East Kentucky Power Cooperative Selects Shure Microflex Wireless For Multipurpose Corporate F

MXW8 gooseneck base transmitters with push-to-talk feature were installed for accurate sound reproduction and to remedy sound delivery issues

East Kentucky Power Cooperative (EKPC), responsible for powering more than 520,000 homes and businesses in 87 Kentucky counties, is owned by 16 electric distribution co-ops located in central and eastern Kentucky.

Each of the 16 parties is involved in monthly decision-making meetings, comprised of 45 or more participants. Hosted in an EKPC multipurpose boardroom, the meeting facility became a growing concern, as it quickly proved to be inefficient due to an A/V configuration that included just six microphones suspended from the ceiling.

To help alleviate the issues, EKPC partnered with dBA Acoustics, a consulting and design services firm, to create a new conferencing environment that would offer audio clarity through an intelligent wireless solution.

With a layout featuring a large U-shaped table, when designing the new conferencing system, it was crucial to have at least one gooseneck base transmitter per two board members. A solution that could be turned on and off by individual members was also requested to limit interruptions and prevent excess ambient noise from drowning out the speaker.

Shure Microflex wireless systems were selected to address these requirements. MXW8 gooseneck base transmitters, with a simple push-to-talk feature, were installed for accurate sound reproduction and to remedy the sound delivery issues associated with the limiting ceiling microphones.

EKPC facilities supervisor Troy Varner states, “Shure Microflex Wireless was exactly what we needed. It is extremely user-friendly and the bi-directional wireless capabilities ensure we can monitor and control all settings in real-time. Additionally, with the premium technology all meeting attendees can be clearly heard, while the table top goosenecks make it easy for members to participate in the conversation.”

Each transmitter offers bi-directional wireless capabilities, enabling return channel audio and real-time remote control and monitoring of all settings. This functionality enables the EKPC team to always have access to transmitter battery status for long meetings or back-to-back sessions.

Outside of solving A/V issues for monthly board meetings, Microflex wireless has had a positive impact on EKPC training presentations, smaller meetings, and the annual meeting, which also occur in the corporate boardroom. For these occasions, the room relies on four compact Microflex wireless hybrid bodypack rransmitters that connect to earworn or lavalier Shure microphones for presenters.

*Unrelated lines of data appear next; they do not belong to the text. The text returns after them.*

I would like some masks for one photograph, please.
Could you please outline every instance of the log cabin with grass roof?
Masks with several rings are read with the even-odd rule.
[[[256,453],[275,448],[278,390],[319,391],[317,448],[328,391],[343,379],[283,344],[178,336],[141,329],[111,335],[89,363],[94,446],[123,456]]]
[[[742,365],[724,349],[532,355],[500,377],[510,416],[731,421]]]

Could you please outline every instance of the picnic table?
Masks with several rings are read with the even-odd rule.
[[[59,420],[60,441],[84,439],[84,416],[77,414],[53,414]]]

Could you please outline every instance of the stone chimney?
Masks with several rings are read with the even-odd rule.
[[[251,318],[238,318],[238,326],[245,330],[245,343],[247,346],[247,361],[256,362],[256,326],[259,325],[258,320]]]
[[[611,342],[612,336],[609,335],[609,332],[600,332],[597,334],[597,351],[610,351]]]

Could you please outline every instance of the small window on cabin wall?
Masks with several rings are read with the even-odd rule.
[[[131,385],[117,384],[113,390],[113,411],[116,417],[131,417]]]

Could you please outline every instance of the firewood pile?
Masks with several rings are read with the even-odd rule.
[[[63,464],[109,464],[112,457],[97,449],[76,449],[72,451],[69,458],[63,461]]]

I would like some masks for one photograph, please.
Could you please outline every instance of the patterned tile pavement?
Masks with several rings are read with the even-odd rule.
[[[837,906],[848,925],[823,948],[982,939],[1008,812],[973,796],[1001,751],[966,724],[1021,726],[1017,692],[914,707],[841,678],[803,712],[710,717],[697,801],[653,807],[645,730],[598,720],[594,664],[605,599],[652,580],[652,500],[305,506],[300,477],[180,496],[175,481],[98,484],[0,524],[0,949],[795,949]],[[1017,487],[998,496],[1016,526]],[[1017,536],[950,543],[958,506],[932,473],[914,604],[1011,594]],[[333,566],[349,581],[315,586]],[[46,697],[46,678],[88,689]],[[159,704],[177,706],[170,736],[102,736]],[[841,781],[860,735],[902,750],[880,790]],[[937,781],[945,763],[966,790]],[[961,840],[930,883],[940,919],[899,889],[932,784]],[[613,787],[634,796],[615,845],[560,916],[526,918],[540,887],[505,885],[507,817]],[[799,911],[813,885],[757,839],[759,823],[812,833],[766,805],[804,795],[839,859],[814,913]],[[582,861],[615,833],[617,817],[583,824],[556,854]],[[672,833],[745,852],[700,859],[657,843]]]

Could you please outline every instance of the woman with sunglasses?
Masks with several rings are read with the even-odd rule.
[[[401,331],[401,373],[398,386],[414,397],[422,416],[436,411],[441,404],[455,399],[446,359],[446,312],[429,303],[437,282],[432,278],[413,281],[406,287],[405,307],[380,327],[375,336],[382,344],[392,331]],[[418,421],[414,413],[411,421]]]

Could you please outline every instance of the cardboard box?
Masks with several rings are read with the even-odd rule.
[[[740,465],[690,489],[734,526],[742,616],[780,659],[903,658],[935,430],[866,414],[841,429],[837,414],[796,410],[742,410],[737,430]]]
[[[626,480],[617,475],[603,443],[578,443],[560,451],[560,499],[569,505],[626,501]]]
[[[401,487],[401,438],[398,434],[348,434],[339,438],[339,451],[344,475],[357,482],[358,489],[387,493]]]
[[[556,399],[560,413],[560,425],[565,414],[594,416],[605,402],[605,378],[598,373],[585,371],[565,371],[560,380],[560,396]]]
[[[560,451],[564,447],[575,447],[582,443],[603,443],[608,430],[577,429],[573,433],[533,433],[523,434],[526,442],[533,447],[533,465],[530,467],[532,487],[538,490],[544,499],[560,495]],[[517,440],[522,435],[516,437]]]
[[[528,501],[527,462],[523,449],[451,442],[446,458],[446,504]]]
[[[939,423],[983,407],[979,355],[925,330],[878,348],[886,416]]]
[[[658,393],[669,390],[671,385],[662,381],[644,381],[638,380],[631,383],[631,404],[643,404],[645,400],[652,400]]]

Additionally, the room has three podiums that are equipped with Microflex Wireless handheld transmitters. For added convenience, all EKPC’s selected Microflex wireless transmitters fit into the system’s networked charging station that brings batteries to 50 percent in one hour, with smart charging that safeguards against battery damage.

“We stream training sessions to other facilities and also record all board meetings, so high-quality audio was our biggest concern. We needed a system that would work in a boardroom setting but could also support presentations at a podium and training sessions, where the presenter is mobile. Shure Microflex wireless fits the bill, and our past events have been flawless thanks to the audio technology,” says Varner.